Normobaric Hypoxic Cardiac Rehabilitation: Comparative Effects of Training at 2000 m and 3000 m Simulated Altitude in Post-Myocardial Infarction Patients

. 2025 Nov 18 ; 10 (4) : . [epub] 20251118

Status PubMed-not-MEDLINE Jazyk angličtina Země Švýcarsko Médium electronic

Typ dokumentu časopisecké články

Perzistentní odkaz   https://www.medvik.cz/link/pmid41283551

Background: Coronary artery disease remains the leading cause of morbidity and mortality in developed countries. Despite advances in treatment and standard rehabilitation, conventional programs may be monotonous and insufficiently engaging. Normobaric hypoxia, simulating high-altitude conditions, has emerged as a potential method to enhance cardiovascular adaptations in post-myocardial infarction (MI) patients. Objective: This study aimed to compare the efficacy and safety of exercise-based cardiac rehabilitation performed under normobaric hypoxia corresponding to altitudes of 2000 m and 3000 m above sea level in patients after MI treated with percutaneous coronary intervention (PCI). Methods: A total of 61 male post-MI patients (mean age 60.4 ± 8.9 years) were randomized into two groups: training under simulated altitudes of 2000 m (n = 35) or 3000 m (n = 26). The 22-day program consisted of interval ergometer sessions. Pre- and post-intervention assessments included cardiopulmonary exercise testing (CPET), echocardiography, and tissue Doppler imaging (TDI). Results: Both groups demonstrated significant improvements in exercise tolerance.
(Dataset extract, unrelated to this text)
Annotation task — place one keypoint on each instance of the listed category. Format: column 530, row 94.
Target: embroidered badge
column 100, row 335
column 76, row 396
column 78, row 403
Training at 2000 m significantly increased test duration (r = 0.735) and peak heart rate (r = 0.467). At 3000 m, additional benefits were observed, including improvements in metabolic equivalent (r = 0.861), peak oxygen consumption (d = 0.81), and reduction in respiratory exchange ratio (r = 0.682). Intergroup analysis revealed moderate differences favoring the 3000 m group in MET, breathing frequency, and RER. Echocardiography showed beneficial remodeling in both groups, with improvements in LV dimensions, ejection fraction, and MAPSE. Notably, training at 2000 m resulted in more consistent echocardiographic benefits compared to 3000 m. Conclusions: Cardiac rehabilitation under normobaric hypoxia is effective and safe in stable post-MI patients. Training at 3000 m provides greater improvements in exercise tolerance, while 2000 m confers more favorable effects on cardiac structure and function. These findings suggest that moderate hypoxic exposure (2000 m) may represent an optimal balance between efficacy and safety in post-MI rehabilitation.